I'm trying to optimize a function which searches a slice for certain bytes. I've found that processing the input in batches improves performance. As the inputs are very large, hinting to the compiler that running out of bytes is a very rare occurrence also gives a speed bump.
However, the ergonomics are pretty terrible. It currently looks something like this:
const BATCH_SIZE: usize = 32;
fn search(bytes: &[u8]) -> Option<usize> {
let mut index = 0;
loop {
if bytes.len() - index >= BATCH_SIZE {
// Process batch. Compiler unrolls loop.
for _i in 0..BATCH_SIZE {
let byte = unsafe { *bytes.get_unchecked(index) };
if matches(byte) {
// **Do some stuff**
return Some(index);
}
index += 1;
}
// Not found yet, go round again
} else {
// Not enough bytes for a batch. Go byte by byte.
#[cold]
fn unbatched(bytes: &[u8], mut index: usize) -> Option<usize> {
while index < bytes.len() {
let byte = bytes[index];
if matches(byte) {
// **Do some stuff**
return Some(index);
}
index += 1;
}
// EOF
None
}
return unbatched(bytes, index);
}
}
}
Please ignore the obvious solution to use a chunked iterator! That's not the subject of my question.
The problem here is that **Do some stuff** is a big chunk of complex logic, and it has to be duplicated twice. It'd be much nicer to replace #[cold] with something like this instead:
fn search(bytes: &[u8]) -> Option<usize> {
let mut index = 0;
'outer: loop {
// `likely` here performs same role as `#[cold]` in previous version
if likely(bytes.len() - index >= BATCH_SIZE) {
// Process batch. Compiler unrolls loop.
for _i in 0..BATCH_SIZE {
let byte = unsafe { *bytes.get_unchecked(index) };
if matches(byte) {
break 'outer;
}
index += 1;
}
// Not found yet, go round again
} else {
// Not enough bytes for a batch. Go byte by byte.

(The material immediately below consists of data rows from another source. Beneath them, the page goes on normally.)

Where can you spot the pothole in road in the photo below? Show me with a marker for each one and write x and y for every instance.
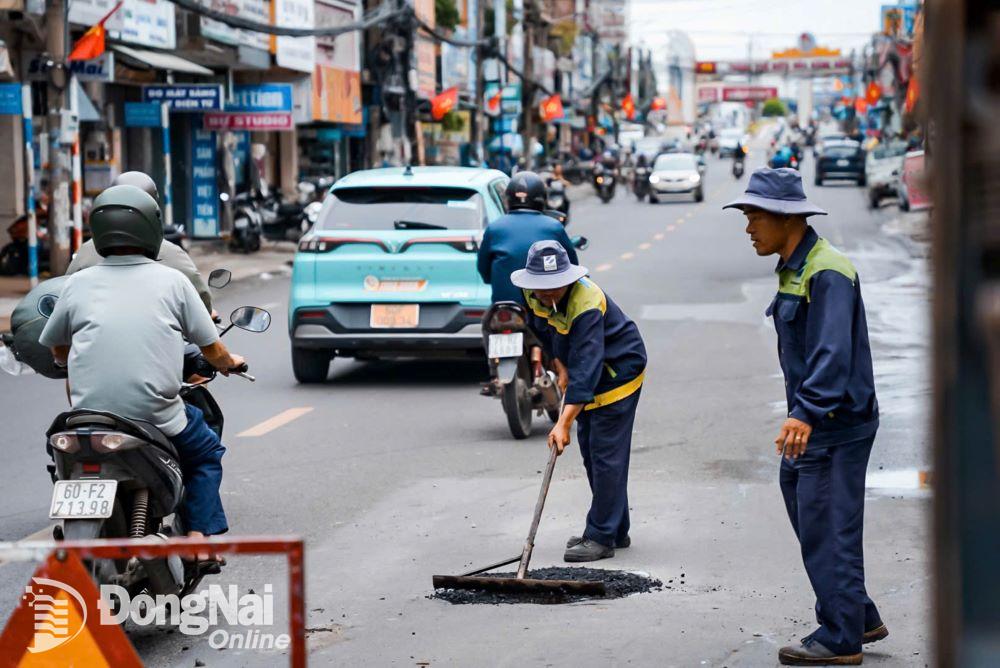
(618, 584)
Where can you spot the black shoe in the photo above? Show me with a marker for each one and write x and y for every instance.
(875, 634)
(619, 544)
(588, 550)
(811, 653)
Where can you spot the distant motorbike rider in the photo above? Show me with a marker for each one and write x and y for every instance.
(506, 241)
(121, 327)
(170, 254)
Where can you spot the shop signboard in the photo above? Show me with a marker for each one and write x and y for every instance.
(748, 93)
(143, 22)
(259, 122)
(185, 97)
(10, 99)
(142, 115)
(204, 188)
(295, 53)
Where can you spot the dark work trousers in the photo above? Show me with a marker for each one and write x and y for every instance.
(824, 492)
(605, 436)
(200, 453)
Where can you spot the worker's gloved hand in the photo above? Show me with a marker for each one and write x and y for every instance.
(559, 437)
(793, 438)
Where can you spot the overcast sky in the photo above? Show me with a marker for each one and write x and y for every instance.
(722, 29)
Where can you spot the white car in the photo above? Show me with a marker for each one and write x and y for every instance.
(675, 173)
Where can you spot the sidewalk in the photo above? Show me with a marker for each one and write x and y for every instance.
(274, 257)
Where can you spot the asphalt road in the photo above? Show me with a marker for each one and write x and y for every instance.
(393, 472)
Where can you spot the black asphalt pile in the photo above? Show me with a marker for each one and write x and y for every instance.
(618, 584)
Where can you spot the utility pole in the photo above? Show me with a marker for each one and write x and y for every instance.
(60, 160)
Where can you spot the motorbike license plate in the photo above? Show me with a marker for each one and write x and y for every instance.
(506, 345)
(395, 316)
(82, 499)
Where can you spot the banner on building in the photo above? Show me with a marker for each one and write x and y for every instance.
(143, 22)
(295, 53)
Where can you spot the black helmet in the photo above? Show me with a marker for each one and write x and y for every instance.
(125, 216)
(140, 180)
(526, 190)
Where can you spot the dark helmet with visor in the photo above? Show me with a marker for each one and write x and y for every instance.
(126, 217)
(526, 190)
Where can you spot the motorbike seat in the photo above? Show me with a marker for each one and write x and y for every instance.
(138, 428)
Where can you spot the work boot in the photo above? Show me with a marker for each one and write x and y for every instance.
(811, 653)
(619, 544)
(588, 550)
(875, 634)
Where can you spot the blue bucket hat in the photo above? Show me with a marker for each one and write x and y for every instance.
(777, 191)
(548, 268)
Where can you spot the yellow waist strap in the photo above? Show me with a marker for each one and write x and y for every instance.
(617, 394)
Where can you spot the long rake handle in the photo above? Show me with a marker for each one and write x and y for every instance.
(529, 544)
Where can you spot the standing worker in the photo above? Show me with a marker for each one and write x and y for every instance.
(827, 438)
(601, 361)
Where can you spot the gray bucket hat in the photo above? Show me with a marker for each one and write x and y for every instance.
(548, 268)
(777, 191)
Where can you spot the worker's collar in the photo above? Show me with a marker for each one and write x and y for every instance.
(798, 257)
(125, 260)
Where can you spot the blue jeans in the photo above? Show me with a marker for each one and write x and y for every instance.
(200, 452)
(824, 492)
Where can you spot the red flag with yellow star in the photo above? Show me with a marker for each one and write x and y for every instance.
(91, 45)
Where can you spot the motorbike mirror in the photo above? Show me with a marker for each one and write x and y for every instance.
(46, 305)
(219, 278)
(558, 215)
(251, 318)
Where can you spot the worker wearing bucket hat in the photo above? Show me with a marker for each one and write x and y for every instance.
(601, 361)
(827, 437)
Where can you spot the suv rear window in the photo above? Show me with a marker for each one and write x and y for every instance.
(402, 209)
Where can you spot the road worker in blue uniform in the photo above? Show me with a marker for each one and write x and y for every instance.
(601, 361)
(506, 241)
(827, 438)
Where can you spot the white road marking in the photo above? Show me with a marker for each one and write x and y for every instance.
(279, 420)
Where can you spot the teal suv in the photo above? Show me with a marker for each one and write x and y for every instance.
(389, 268)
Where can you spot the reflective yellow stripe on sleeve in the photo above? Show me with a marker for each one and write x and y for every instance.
(617, 394)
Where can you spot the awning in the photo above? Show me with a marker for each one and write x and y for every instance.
(86, 110)
(162, 61)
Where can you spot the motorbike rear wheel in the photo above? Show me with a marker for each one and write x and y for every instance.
(517, 407)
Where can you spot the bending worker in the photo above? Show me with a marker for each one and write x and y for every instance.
(827, 438)
(601, 360)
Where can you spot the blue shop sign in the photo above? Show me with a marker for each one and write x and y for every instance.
(10, 99)
(261, 98)
(204, 188)
(142, 115)
(185, 97)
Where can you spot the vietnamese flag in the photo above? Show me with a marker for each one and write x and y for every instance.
(91, 45)
(443, 103)
(912, 94)
(628, 106)
(552, 108)
(873, 93)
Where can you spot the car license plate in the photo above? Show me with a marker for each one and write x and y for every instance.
(82, 499)
(506, 345)
(395, 316)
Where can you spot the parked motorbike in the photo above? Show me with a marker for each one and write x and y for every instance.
(604, 182)
(119, 478)
(640, 184)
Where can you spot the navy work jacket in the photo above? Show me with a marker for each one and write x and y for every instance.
(823, 343)
(600, 346)
(505, 245)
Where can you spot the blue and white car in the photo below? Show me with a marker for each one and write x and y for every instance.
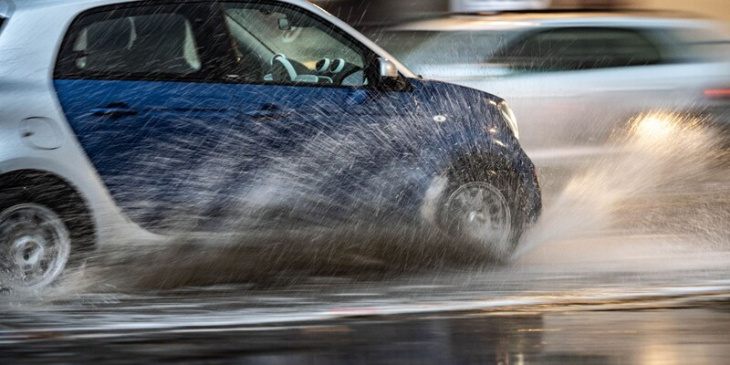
(140, 120)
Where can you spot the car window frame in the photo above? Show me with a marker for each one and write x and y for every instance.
(369, 56)
(502, 53)
(208, 49)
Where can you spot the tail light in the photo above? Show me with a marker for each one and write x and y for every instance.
(718, 93)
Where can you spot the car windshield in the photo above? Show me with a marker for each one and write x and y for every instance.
(306, 43)
(440, 48)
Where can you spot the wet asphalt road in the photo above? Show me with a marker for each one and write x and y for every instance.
(624, 268)
(660, 333)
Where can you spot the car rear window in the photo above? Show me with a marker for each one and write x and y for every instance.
(566, 49)
(438, 48)
(692, 44)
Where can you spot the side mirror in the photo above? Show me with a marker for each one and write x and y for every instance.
(390, 78)
(388, 69)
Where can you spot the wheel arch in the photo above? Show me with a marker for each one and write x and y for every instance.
(59, 193)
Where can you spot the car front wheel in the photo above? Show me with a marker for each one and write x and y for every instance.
(35, 245)
(479, 204)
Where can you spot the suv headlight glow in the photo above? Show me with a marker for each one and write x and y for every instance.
(509, 117)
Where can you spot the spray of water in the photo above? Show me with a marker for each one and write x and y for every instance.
(661, 154)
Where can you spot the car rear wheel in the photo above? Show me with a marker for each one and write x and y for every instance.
(35, 245)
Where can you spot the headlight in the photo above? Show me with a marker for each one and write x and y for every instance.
(509, 117)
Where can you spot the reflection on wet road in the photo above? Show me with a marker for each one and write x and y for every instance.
(695, 335)
(630, 264)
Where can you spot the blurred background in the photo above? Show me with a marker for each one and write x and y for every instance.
(378, 11)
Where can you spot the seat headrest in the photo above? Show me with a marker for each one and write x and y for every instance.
(109, 35)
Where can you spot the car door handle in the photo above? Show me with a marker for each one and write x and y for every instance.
(269, 111)
(114, 111)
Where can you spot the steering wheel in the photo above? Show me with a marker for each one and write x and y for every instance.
(282, 69)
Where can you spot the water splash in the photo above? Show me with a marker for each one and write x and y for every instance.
(660, 153)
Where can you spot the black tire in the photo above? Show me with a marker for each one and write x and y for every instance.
(499, 207)
(44, 229)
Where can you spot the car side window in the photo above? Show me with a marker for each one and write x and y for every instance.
(571, 49)
(143, 42)
(285, 45)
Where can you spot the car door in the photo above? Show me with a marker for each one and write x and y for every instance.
(306, 94)
(140, 86)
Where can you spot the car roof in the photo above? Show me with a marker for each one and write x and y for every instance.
(527, 20)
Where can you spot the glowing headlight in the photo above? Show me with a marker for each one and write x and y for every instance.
(509, 117)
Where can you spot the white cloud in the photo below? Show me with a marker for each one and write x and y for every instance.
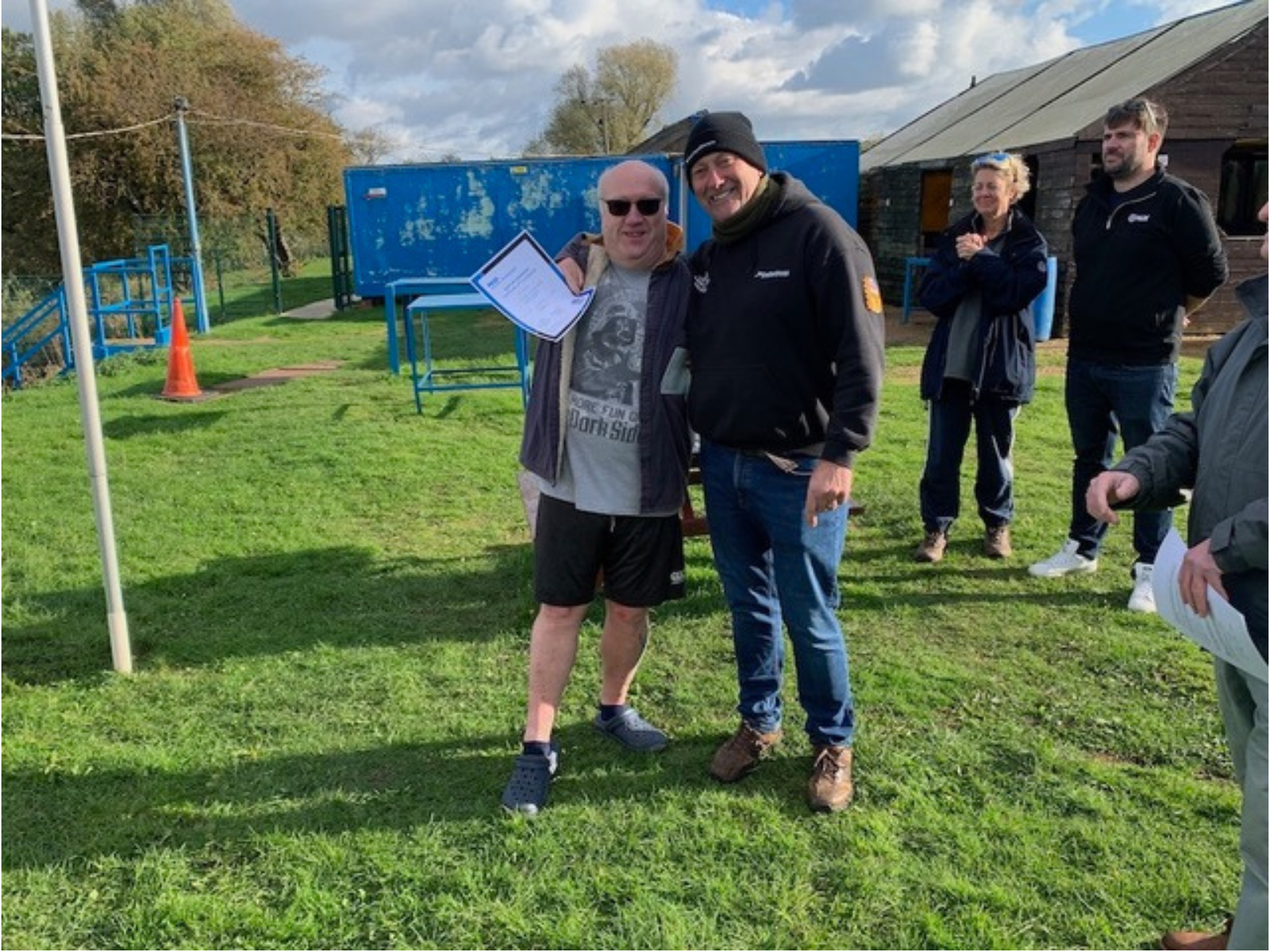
(476, 78)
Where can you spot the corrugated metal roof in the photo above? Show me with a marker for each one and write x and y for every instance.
(1058, 98)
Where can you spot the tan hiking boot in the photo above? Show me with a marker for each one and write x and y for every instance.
(1198, 941)
(829, 787)
(931, 549)
(996, 543)
(742, 752)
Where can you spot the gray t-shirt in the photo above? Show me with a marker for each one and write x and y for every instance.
(601, 471)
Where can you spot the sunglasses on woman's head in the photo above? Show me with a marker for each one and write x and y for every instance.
(622, 207)
(994, 160)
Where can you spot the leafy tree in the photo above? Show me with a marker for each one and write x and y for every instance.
(609, 111)
(258, 130)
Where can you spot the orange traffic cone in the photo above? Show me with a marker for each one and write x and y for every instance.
(181, 384)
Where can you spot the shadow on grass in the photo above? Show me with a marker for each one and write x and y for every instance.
(52, 818)
(139, 424)
(279, 603)
(276, 603)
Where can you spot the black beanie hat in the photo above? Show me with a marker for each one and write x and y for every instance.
(723, 132)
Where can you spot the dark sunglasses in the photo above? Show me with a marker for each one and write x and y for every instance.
(622, 207)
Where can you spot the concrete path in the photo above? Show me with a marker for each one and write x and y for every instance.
(315, 311)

while index < bytes.len() {
let byte = bytes[index];
if matches(byte) {
break 'outer;
}
index += 1;
}
// EOF
return None;
}
}
// Found a match.
// **Do some stuff** <- This only appears in one place now
Some(index)
}
But is there anything resembling this likely() function which can replace #[cold]?
std::intrinsics::likely is unstable, and also apparently doesn't work anymore.
hashbrown's old method I've read also no longer works.
Ditto likely_stable crate - using it produced no difference in performance.
Is #[cold] on a function the only workable option for hinting about branch ordering/branch prediction?